O saneamento e abastecimento de água em Barcarena é de responsabilidade da empresa privada Águas de São Francisco, que recebeu a concessão da prefeitura em 2014. O contrato dura 30 anos. A Águas de São Francisco é administrada pela Aegea, que foi criada em 2010 e detém 33% do mercado privado de saneamento básico do Brasil. A empresa tem como maiores acionistas as famílias Vettorazzo e Toledo, de São Paulo, e os demais são fundos de investimento internacionais. A Águas de São Francisco anunciou um investimento de R$ 188,6 milhões, dos quais pelo menos R$ 39,5 milhões foram investidos até junho de 2018.

A empresa possui um laboratório próprio, onde analisa pH, temperatura, ferro, turbidez, cor aparente, coliformes fecais, totais e bactérias heterotróficas. A empresa não respondeu à Pública se há análise e tratamento de metais pesados.

A Águas de São Francisco explica que no sistema Conde Praça é necessário realizar precipitação de alumínio, método usado para retirar o metal da água.

A professora Simone Pereira, que coordena o Laquanam, conhece bem esse cenário de contaminações.

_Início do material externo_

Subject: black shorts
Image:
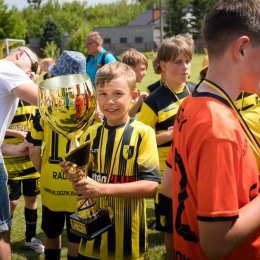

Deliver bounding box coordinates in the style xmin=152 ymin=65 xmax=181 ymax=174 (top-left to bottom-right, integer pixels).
xmin=8 ymin=178 xmax=40 ymax=200
xmin=155 ymin=193 xmax=173 ymax=233
xmin=41 ymin=205 xmax=80 ymax=244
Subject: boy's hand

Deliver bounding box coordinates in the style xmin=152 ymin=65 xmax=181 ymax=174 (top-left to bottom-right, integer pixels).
xmin=73 ymin=177 xmax=103 ymax=199
xmin=136 ymin=91 xmax=148 ymax=105
xmin=59 ymin=161 xmax=84 ymax=182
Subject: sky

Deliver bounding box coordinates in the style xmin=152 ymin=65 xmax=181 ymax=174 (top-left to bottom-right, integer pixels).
xmin=6 ymin=0 xmax=114 ymax=10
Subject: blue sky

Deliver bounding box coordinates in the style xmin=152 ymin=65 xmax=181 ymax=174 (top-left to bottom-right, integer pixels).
xmin=7 ymin=0 xmax=114 ymax=10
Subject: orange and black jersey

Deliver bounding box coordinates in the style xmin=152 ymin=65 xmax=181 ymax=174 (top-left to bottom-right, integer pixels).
xmin=3 ymin=100 xmax=39 ymax=180
xmin=78 ymin=119 xmax=160 ymax=260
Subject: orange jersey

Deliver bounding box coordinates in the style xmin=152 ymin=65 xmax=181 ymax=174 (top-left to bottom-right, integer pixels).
xmin=167 ymin=90 xmax=260 ymax=259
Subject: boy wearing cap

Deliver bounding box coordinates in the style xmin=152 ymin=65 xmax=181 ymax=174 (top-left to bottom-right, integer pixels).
xmin=27 ymin=51 xmax=87 ymax=260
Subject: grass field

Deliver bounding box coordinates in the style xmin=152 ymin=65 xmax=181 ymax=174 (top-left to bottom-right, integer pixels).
xmin=11 ymin=54 xmax=205 ymax=259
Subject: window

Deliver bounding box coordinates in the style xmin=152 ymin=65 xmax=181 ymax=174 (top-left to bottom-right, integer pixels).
xmin=104 ymin=38 xmax=111 ymax=44
xmin=120 ymin=37 xmax=127 ymax=43
xmin=135 ymin=37 xmax=143 ymax=43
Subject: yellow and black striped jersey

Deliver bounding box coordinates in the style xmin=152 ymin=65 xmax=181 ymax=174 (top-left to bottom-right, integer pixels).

Ela é engenheira química e faz pesquisas em Barcarena há 30 anos, desde quando concluiu seu trabalho de conclusão do curso para ser professora, em 1985. Começou a acompanhar as atividades das mineradoras mais de perto em 2007, quando houve vazamento de quase 300 milhões de litros de caulim, minério usado na produção de papel, cerâmica e tintas, da francesa Imerys. “Nós sempre temos problemas em relação a essas bacias: na época do inverno, são efluentes e, no verão, em relação aos particulados – que são como uma poeira em suspensão”, resume ela.

Diante desse cenário, Simone é taxativa sobre a atividade das indústrias em Barcarena: “Não fazem nenhum tratamento nesse rejeito. Do jeito que saem dos tambores, eles são levados pra cima da bacia, sobem na montanha de rejeitos e depositam lá em cima e compactam esse material. Com o passar do tempo e a desativação da bacia, vão jogar uma capa de solo que não vai impedir que a chuva continue a cair e leve esses metais no ambiente”.

O relatório produzido com base na análise do Laquanam em 2014 indica que uma fábrica de alumina pode gerar entre meia e duas toneladas de lama vermelha para cada tonelada de alumina produzida. O estudo da UFPA mostra que a lama vermelha é formada principalmente por ferrugem, alumina, dióxido de titânio e sílica.

Segundo a Semas, a lama vermelha da Alunorte, que fica abrigada nas bacias DRS1 e DRS2 e foi lavada pelas águas da chuva e descartadas irregularmente no meio ambiente, contém pentóxido de vanádio (elemento tóxico que em contato com o ser humano pode causar irritação nos olhos, pele, nariz e garganta, dificuldade respiratória e náuseas); pentóxido de fósforo (elemento corrosivo que pode causar lesões e queimaduras na pele); dióxido de titânio (que pode causar irritação respiratória, sonolência e vertigem e ter efeitos perigosos prolongados sobre a vida aquática) e cal (que irrita o nariz e a garganta e queima a pele e os olhos).

A Alunorte afirma que seus efluentes não contêm chumbo e que, de acordo com relatório do Ministério da Saúde, não é possível estabelecer correlação direta de contaminação da Alunorte ao meio ambiente. A empresa monitora a presença de metais pesados a cada seis meses e comunica os resultados à Secretaria de Meio Ambiente. A caracterização das cinzas geradas nas caldeiras da Alunorte é feita por ela mesma e, segundo a empresa, a concentração de metais pesados ficou abaixo dos limites nocivos.

Sobre a exigência de tratamento de água com metais pesados presentes, a Semas diz que “o órgão utiliza [como exigência] o que está preconizado na legislação ambiental brasileira”. Questionada a respeito da frequência com que fiscaliza o polo industrial de Barcarena, a assessoria de imprensa da secretaria disse apenas que “são realizadas frequentemente e de acordo com demandas”.

Atualmente, no tratamento das águas que são expelidas da Hydro Alunorte, a empresa afirma obedecer ao estipulado pela Resolução 430 do Conama, de 2011. O documento estabelece parâmetros para o descarte de resíduos que contenham metais como chumbo, cromo, mercúrio e zinco.

Para a professora Simone Pereira, o tratamento dado atualmente às águas em Barcarena não é adequado. “Você teria que construir uma estação de tratamento de água avançado, para tratar metais. Nem a Cosanpa [Companhia de Saneamento do Pará] tem isso. Não existe isso aqui [no Pará]”, argumenta. Ela acredita que a Semas não desempenha fiscalização adequada. “A Amazônia precisa de investimento, mas a indústria precisa entender que a Semas não precisa obrigar eles a fazer qualquer coisa. Eles têm advogados e técnicos, podem fazer por si sós. Por que não fazem?”